Photo by Farkhat Kabdykaiyrov

          Millions of years ago, this area lay at the bottom of the Tethys Ocean. However, 25 million years ago, a powerful earthquake caused an ancient layer of the Earth’s crust, several kilometers thick, to rise from the ocean floor to the surface. This area is now known as the Mangystau Peninsula. About 8 million years ago, the Turan Plate began drifting westward and slowly rising, shaping the modern landscape by eroding soft chalk rocks through the action of rain and wind. This natural process has formed gorges, mountain ruins, and capes into their current magical and beautiful forms. Geologists predict that these sedimentary mountains Airakty created by nature could vanish from the Earth’s surface in around 5-7 thousand years.

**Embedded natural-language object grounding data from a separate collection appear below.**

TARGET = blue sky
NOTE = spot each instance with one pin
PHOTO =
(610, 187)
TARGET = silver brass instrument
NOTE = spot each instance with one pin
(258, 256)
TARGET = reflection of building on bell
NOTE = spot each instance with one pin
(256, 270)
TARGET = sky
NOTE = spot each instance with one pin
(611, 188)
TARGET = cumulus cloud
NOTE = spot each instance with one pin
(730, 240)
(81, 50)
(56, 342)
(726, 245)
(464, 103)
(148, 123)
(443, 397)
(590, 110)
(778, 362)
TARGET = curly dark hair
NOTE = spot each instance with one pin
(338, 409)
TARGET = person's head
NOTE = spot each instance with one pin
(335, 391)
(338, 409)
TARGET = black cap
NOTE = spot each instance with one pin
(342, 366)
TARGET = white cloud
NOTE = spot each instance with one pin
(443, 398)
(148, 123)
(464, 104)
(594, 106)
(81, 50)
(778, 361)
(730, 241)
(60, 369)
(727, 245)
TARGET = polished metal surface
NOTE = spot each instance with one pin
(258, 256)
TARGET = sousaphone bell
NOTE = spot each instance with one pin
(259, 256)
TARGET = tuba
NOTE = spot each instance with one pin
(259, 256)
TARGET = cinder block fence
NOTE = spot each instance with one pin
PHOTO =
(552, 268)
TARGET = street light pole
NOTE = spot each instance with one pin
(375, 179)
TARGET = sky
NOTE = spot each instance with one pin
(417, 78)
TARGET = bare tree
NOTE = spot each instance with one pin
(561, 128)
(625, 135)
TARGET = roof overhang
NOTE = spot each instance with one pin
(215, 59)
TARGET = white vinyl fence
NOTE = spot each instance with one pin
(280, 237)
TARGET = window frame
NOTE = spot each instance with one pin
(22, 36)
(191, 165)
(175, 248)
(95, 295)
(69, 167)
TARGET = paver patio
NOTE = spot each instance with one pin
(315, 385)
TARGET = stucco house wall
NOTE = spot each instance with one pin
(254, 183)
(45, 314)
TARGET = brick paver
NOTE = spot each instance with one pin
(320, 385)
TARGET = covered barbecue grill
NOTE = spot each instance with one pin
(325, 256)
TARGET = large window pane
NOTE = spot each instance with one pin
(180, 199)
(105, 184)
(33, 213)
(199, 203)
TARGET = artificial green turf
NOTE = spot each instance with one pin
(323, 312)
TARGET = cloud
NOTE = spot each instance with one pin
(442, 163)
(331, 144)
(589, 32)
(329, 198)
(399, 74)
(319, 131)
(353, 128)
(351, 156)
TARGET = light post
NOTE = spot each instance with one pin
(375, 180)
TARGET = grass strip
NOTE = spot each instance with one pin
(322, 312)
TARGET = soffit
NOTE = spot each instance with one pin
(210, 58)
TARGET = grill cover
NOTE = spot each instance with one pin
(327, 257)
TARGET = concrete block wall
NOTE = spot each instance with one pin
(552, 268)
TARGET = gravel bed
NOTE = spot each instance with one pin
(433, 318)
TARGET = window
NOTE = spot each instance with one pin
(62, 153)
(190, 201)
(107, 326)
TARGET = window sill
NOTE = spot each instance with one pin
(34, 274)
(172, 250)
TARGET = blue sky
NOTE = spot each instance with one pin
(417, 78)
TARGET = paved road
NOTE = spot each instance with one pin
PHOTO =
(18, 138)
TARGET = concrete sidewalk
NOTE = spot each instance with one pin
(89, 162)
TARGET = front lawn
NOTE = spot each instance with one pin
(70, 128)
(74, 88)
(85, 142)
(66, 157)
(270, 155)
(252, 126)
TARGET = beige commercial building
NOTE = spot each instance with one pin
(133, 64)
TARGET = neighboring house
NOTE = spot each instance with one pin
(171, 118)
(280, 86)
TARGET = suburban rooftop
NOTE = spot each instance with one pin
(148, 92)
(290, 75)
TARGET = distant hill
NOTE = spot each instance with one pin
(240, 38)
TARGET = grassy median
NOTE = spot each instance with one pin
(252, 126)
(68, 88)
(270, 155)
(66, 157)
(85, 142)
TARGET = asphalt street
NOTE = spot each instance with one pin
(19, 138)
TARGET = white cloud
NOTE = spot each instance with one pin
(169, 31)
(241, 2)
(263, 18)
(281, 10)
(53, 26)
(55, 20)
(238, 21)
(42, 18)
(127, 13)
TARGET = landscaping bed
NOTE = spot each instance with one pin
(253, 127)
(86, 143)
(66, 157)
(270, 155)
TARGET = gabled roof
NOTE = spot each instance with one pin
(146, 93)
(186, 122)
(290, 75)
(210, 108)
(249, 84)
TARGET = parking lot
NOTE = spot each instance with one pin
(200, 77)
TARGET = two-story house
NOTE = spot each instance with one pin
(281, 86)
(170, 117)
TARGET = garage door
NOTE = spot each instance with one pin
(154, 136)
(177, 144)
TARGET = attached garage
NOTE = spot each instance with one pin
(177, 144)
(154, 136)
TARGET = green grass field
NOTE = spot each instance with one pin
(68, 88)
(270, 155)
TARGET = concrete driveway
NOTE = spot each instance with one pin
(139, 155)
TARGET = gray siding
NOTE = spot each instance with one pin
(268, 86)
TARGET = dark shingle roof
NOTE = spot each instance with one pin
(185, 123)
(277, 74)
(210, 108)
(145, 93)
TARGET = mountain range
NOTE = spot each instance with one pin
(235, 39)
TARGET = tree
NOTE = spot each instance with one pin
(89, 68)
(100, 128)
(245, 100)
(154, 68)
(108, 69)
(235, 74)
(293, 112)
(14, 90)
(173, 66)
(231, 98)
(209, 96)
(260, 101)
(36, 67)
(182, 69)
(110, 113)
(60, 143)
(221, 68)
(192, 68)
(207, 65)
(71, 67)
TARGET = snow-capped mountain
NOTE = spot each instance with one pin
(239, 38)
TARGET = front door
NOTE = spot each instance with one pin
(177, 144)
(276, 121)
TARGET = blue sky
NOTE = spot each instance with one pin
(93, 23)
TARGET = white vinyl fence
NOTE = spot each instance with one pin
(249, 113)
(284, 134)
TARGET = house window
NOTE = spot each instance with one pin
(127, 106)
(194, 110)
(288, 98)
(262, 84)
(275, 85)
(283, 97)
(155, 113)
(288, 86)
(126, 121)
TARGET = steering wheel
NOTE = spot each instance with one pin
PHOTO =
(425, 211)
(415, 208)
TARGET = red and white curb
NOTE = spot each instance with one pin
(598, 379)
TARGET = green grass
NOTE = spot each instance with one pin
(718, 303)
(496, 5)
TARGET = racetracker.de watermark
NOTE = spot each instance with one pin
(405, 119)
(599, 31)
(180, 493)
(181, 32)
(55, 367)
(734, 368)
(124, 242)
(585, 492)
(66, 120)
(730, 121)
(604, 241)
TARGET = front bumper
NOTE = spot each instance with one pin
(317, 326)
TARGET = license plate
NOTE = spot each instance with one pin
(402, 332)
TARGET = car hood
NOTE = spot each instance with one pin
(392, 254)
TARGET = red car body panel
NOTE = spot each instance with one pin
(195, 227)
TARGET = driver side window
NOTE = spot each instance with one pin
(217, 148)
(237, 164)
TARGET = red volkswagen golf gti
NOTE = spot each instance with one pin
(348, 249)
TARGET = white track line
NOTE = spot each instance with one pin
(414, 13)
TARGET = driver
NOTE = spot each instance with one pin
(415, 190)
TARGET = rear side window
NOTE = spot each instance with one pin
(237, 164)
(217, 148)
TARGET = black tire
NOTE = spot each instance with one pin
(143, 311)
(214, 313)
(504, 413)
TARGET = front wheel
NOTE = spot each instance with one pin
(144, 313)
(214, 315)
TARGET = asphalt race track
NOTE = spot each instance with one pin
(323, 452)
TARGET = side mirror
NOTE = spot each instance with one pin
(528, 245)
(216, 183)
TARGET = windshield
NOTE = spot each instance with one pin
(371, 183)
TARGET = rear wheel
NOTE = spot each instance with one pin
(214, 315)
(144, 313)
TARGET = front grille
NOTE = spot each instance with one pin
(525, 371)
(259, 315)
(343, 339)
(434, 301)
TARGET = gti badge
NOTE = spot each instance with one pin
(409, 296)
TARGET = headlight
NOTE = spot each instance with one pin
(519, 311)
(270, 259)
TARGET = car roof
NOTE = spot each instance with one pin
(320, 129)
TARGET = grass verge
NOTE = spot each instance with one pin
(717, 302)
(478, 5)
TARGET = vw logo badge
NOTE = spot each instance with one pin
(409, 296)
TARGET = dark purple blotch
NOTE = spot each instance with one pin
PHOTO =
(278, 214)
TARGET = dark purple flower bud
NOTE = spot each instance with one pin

Photo by Aleksandr Kuznetsov

          Since the late 6th century, the Great Silk Road’s caravan has traversed the Mangystau region, giving rise to legends of an ancient treasure hidden within this valley. Indeed, local shepherds occasionally discover silver and gold coins, reinforcing these stories.

          The combined length of the sedimentary mountains is 20 kilometers. The tallest peak in the Shomanai range is an unnamed mountain in the southern part, standing at 368 meters above sea level. Following in height is Zhapyrakty, reaching 363.8 meters above sea level, located in the southernmost part of the mountains. In the vicinity of Airakty, as well as Torysh stones, one can find spherical stone formations with diameters of 2-3 meters.

          Sedimentary mountains, formed from limestone, boast a variety of paintings. However, these aren’t the ancient people’s art, but the creations of local hunters and shepherds. Many of the paintings depict steppe and desert animals such as camels, horses, and dogs. The depiction of argali is particularly common. Nevertheless, among the most prominent images are an argali with an arrow stuck in it as well as a composition known as the “Picture of the World”, This petroglyph illustrates mouflons, birds, and horses stacked on top of each other.

Photo by Aleksandr Kuznetsov

          Within the Airakty valley, one can encounter not only depictions of wild animals but also see live animals as well. Wild animals can roam far away from humans and remain elusive, but if you’re lucky, argali, the keepers of the mountains, catch your eye. Turtles, lizards, and scorpions inhabit the mountain’s foothills. Occasionally, domestic animals like camels and horses graze in this area.

          Spring is the recommended time to explore this region, as Sogdian tulips flourish at the mountain’s base, accentuating the valley’s beauty. The journey from the city of Aktau to the mountain by car typically takes around 2 hours, covering a distance of 176 km.